Les membres de la société civile lors de leur déclaration ce mercredi 9 janvier © GMT

La récente tentative de coup de force menée par une dizaine d’éléments des forces de défense réunis au sein du Mouvement patriotique des jeunes des forces de défense et de sécurité du Gabon (MPJFDS) et présidé par Kelly Ondo Obiang, n’a pas fini de susciter une onde de choc au sein de l’opinion. Ainsi, certains leaders de la société civile cités lors de la déclaration des mutins, font désormais l’objet de harcèlement, voire de menaces de mort de la part de personnes inconnues.

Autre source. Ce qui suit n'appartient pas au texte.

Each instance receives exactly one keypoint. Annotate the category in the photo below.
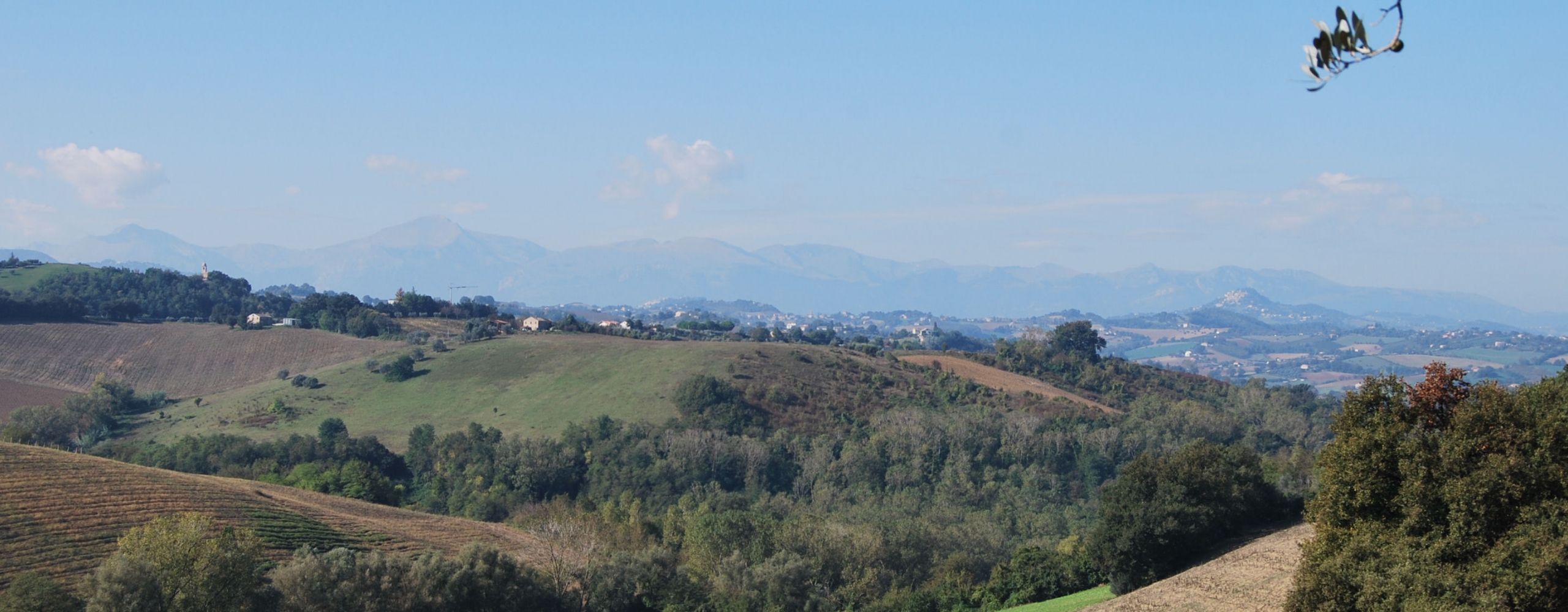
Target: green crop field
(1506, 357)
(1159, 351)
(1068, 603)
(21, 279)
(1357, 338)
(526, 384)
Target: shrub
(710, 403)
(35, 592)
(401, 370)
(178, 559)
(1163, 512)
(1441, 495)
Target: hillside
(1255, 577)
(176, 357)
(21, 279)
(62, 512)
(797, 277)
(537, 384)
(16, 395)
(998, 379)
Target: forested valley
(946, 503)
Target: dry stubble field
(179, 359)
(62, 514)
(1000, 379)
(1252, 578)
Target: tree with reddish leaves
(1435, 398)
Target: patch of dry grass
(1000, 379)
(1255, 577)
(62, 512)
(179, 359)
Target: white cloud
(628, 188)
(422, 171)
(104, 177)
(29, 220)
(23, 171)
(463, 207)
(686, 170)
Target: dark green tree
(35, 592)
(401, 370)
(710, 403)
(1163, 512)
(1078, 337)
(1441, 495)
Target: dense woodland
(1443, 495)
(948, 501)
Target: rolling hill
(1253, 578)
(178, 359)
(62, 514)
(535, 384)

C’est lors de la déclaration au siège du Réseau des organisations libres de la société civile pour la bonne gouvernance au Gabon (ROLBG), que la plateforme des organisations de la société civile a tenu à donner sa position après le putsch avorté du lundi 7 janvier dernier. D’entrée de jeu ces organisations de la société civile libre,  par la voix de la présidente du Réseau Femme Lève-toi Nathalie Zemo-Efoua a dit s’opposer à toute prise de pouvoir par la violence, par les armes ou quelque voie anticonstitutionnelle que ce soit. Mais elle n’a pas manqué de s’interroger sur les raisons de ce qui s’apparente au sein de l’opinion à une tentative de coup d’Etat.

Ils ont de ce fait relevé que cette affaire suscite des questionnements malgré les tentatives du gouvernement de rassurer l’opinion nationale et internationale. Au nombre des questions qui selon la société demeurent sans réponse : « Comment ont-ils réussi à préparer un tel coup au sein de la Garde républicaine sans que la hiérarchie militaire et les services spéciaux ne se doutent de rien? quelles étaient les réelles intentions? », ont-ils questionné.

la société civile représentée par le Rolbg de Georges Mpaga, du Club 90 représentée par Noel Bertrand Boundzanga et Dynamique unitaire représenté par Marcel Libama ont émis des doutes sur le deroulement de l’operation de prise d’assaut de Radio Gabon. Ils se sont dit étonnés de la mort de deux personnes aux lieux de leur arrestation et de la durée des échanges des coups de feu. « Face à un groupe de jeunes « plaisantins n’ayant de toute vraisemblance posé au final pour tout acte qu’un appel au soulèvement (…) comment expliquer quatre heures de tirs et l’exécution de deux personnes ?», a relevé la plateforme.

Par ailleurs, interrogé sur l’apparition de son nom dans la liste des personnes convoquées par les putschistes, Marcel Libama a nié toute implication dans cette opération, révélant au passage être depuis ce jour l’objet de menaces de mort et d’intimidation. « Je trouve dommage que les membres de la Société civile qui ont été cités fassent l’objet de menaces de mort. Certains au sein du pouvoir pensent que la société civile est en complicité avec les auteurs de la tentative de coup d’Etat. Nous ne sommes mêlés ni de près ni de loin à cette opération », a-t-il martelé.